【健康で文化的な最高の土曜日:後編】 俳句を詠むようになった話

2019年12月21日。夕暮れ時の定禅寺通りを、1人のアホが地下鉄駅に向かってひた走っていた。

アホは全力疾走した。必ずや、あと30分くらいで次の目的地に着かねばならぬ。アホには高尚な芸術が分からぬ。しかし、面白そうなことに対しては人一倍敏感であった。


さて、文化的な土曜日後半が幕を開ける(急に素に戻る)。この日、1人のアホが人生初めての句会に参加した。時間に余裕をもって移動すれば良かっただけの話なのだが、如何せんアホなのでギリギリまでメディアテークにいたのである。

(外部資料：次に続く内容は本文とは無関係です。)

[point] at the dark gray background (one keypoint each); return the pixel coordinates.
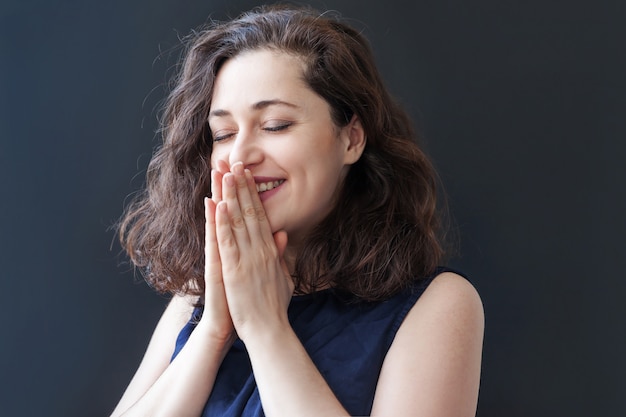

これまでの人生で俳句を詠んだ経験はほとんど無かった。一応、小学校の授業なんかでやったのと、大学入ってから機会あって1回。でも、ゼロに近似できるレベルだ。

そんな俳句経験値ゼロだった私の、俳句に対する第一印象はこうだ。

風流。

高尚。

孤独。

「風流」と「高尚」については同意を得られるかもしれない。「孤独」については、なんかこう、世間の雑踏から隔絶された小さな日本家屋で老人がたった1人、筆と短冊だけ持って何時間も縁側に座って、移ろいゆく自然を五感で感じながら言葉を絞り出している…みたいなイメージよ。そんな人見たこと無いけど。

まあとにかく、自分とは縁の無いものだと思っていたのだ。花の名前とか知らないし、河原で遊んでいても「ここで一句…」なんて考えたことが無い。せっせと水底の石をひっくり返してヒラタカゲロウでも探す方が性に合っている。

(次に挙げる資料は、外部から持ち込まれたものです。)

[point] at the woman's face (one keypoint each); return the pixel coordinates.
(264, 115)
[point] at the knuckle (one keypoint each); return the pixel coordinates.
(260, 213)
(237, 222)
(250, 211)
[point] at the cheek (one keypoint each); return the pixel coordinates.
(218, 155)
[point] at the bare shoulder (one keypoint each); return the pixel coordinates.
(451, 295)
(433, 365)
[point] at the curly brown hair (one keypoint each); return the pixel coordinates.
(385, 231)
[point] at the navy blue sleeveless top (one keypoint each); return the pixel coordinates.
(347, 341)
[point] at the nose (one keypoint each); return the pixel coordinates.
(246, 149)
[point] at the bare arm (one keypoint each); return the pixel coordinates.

それでも、無鉄砲なアホは句会に飛び込んでみた。そして、例の如く「なにこれ…楽しい…」となって帰路についたのである。世の中はやったことのないことに満ち溢れていて、たぶんそのどれもが、やってみたらすごく楽しいんだと思う。チョロいと言われれば反論の言葉も無いけれど、楽しいことは多い方が良い。



春の蜘蛛の巣

話を戻そう。私がこんな風に俳句を好きになったのには、きっかけがある。まず、「季語信じようとして、季語信じられなくなって、また季語信じた話」をしよう。

昨年の春、吟行に参加する機会があった。その際、著名な俳人の先生から「季語を信じよ」という言を頂戴した。「季語を信じる」とはどういうことなのか私はいまいち呑み込めずにいたが、とにかくやってみるか、と吟行に臨んだ。

天気の良い春の日であった。題材を求めてきょろきょろしていると、枝葉の陰に何やら光るものがある。蜘蛛の巣だ。春の穏やかな日差しに照らされてキラキラと輝く銀色の糸。なんとも繊細で風情のある題材じゃないか――是非ともこれを詠みたいと思って、同じグループの先生(この方も俳句の達人だ、本人はご謙遜なさるけれど)に相談してみることにした。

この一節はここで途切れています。